From these developments we can reasonably conclude that the Paks Nuclear Power Plant, which covers one third of our country's electricity demand, is constantly innovating to increase safety and efficiency, and the "offspring" of famous Hungarian nuclear scientists can be found here as well. This is one of the reasons why the safety performance of the nuclear power plant is excellent every year.

 

World-class research in Hungary

If someone says there is an operating nuclear, designed and made by Hungarian professionals, in the heart of Budapest, many would be sceptical, even though every part of this statement is true. 

The training reactor of Budapest University of Technology and Economics (BME) operates since 1971. This is the first Hungarian designed and manufactured nuclear reactor, whose equipment – besides fuel – is Hungarian-made. 

Here operates the Institute of Nuclear Techniques of BME, the center of the Hungarian nuclear education. 

The lectures and exercises held by the institute's instructors cover the full range of knowledge related to nuclear power plants, radiation, fusion and medical equipment, but there are also very serious R&D programs at the facility as well.

The reactor’s performance located here is 100 kilowatt (kw), in comparison, a Paks NPP unit has a power output of 500.000 kW, which is about five thousand times higher, but in the center of Budapest the aim is not to generate electricity, but to have an internationally renowned educational and research activity.

Anyone, who thinks they need to travel to Paks to see another nuclear reactor after that, is mistaken.
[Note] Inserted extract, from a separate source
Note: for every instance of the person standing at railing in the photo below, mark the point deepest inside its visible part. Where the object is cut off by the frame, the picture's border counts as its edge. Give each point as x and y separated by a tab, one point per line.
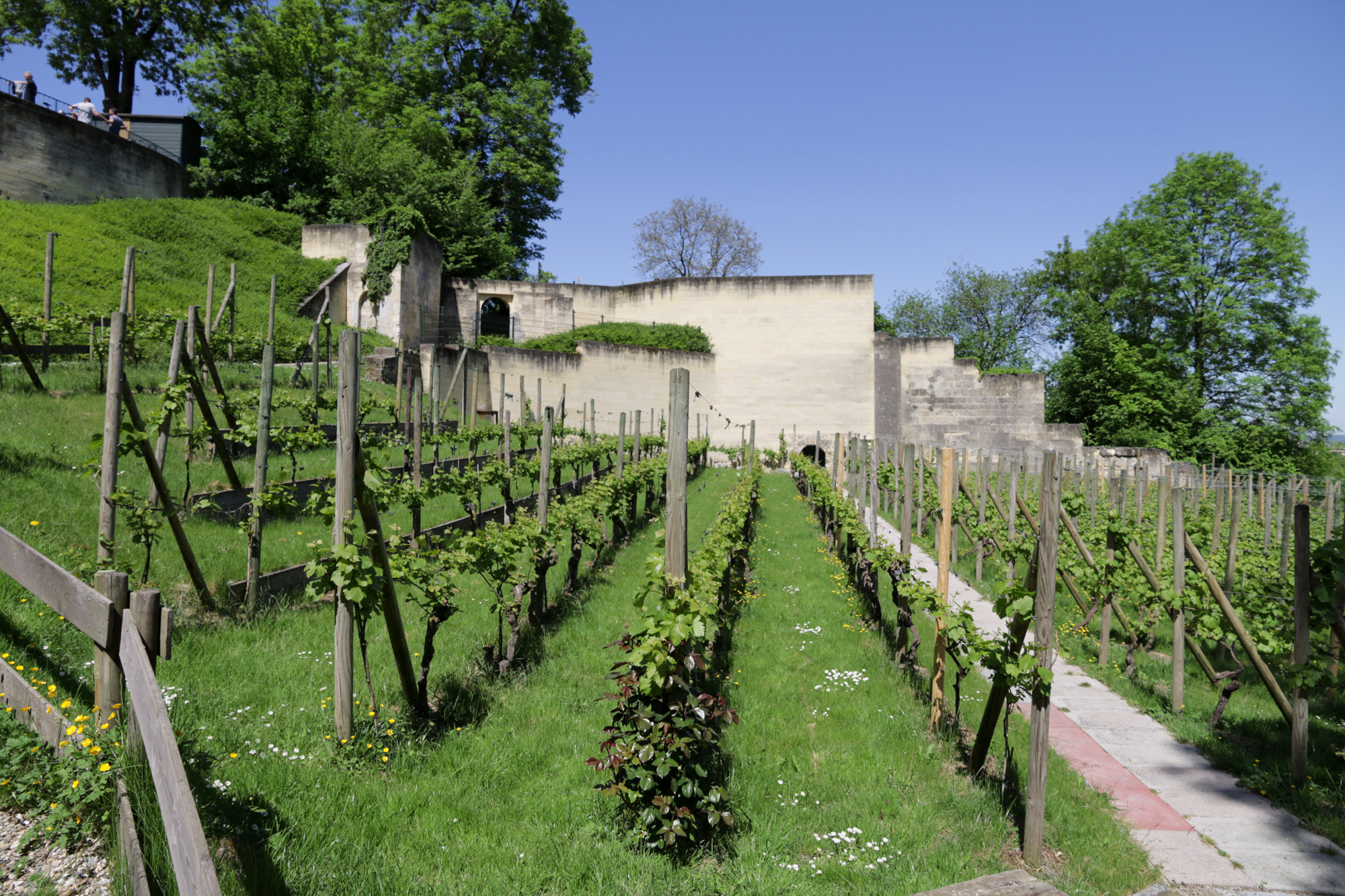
87	112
It is enough to visit only the neighboring Buda district, where the MTA Centre for Energy Research is located, which is well-known to foreign researchers.

The 10,000 kilowatt Budapest Research Reactor is operated at this Csillebérc site, which has hosted European professionals in basic and applied neutron physics researches for a long time. The reactor also supplies Hungary with radioactive isotopes used primarily in the medical field.
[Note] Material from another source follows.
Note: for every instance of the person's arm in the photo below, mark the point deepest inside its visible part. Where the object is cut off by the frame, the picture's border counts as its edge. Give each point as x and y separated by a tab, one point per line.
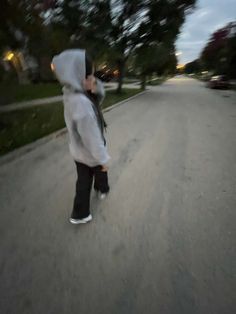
100	91
90	134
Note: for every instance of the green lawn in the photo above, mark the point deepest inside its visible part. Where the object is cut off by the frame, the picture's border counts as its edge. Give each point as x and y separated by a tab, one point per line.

The employees here take part in – among other things – in international cooperation on increasing efficiency and safety of nuclear power plants, extending their lifetime and developing fourth-generation nuclear power plants.
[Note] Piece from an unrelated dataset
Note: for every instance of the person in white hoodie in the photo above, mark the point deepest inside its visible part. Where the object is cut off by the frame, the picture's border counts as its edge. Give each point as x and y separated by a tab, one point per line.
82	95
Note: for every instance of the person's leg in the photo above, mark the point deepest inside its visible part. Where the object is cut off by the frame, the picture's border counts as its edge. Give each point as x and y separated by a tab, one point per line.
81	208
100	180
It is important to note that other cities also take part in Hungarian scientific-level research on nuclear energy and nuclei. The Institute of Nuclear Research in Debrecen is part of the research network of Hungarian Academy of Sciences, its activities lay in the field of microphysics, which contribute to the results of scientific research in the world and to the strengthening the domestic scientific culture.

Strength we can build upon

Today's urgent question is what kind of energy sources should humanity turn to in order to meet the growing demand for electricity in the most environmentally friendly and economical way possible – despite the spread of energy efficiency.

According to the 2015 Paris Agreement, the governments agreed that the global average annual temperature increase should be well below 2 °C compared to pre-industrial levels. This will also require significant efforts to decarbonise electricity generation, giving priority to low or zero carbon technologies, in particular nuclear and renewable energy sources.

Every country chooses its own energy mix, how it generates the required electricity. This is necessary, since the capabilities are different everywhere. Let’s check some examples! In the Norwegian electricity system, almost 100% of the consumed electricity is generated by zero carbon hydro power plants. This is natural, as this mountainous country has countless rivers, which is the basis for hydroelectric power generation. Sweden also has a great potential to develop wind and hydro power, but Finland on the other hand cannot rely on these renewables, therefore it decided to use nuclear energy in the long run. One of the most climate friendly electricity system is in France, where almost 80% of electricity is produced in nuclear power plants. The neighboring Austria relies on hydro energy by 60%, but this isn’t a valid option for us, given our geographical features. Hungary however has a strength, which we can safely build upon, and that is the serious nuclear expertise and experience. It is worth continuing to rely on this strength.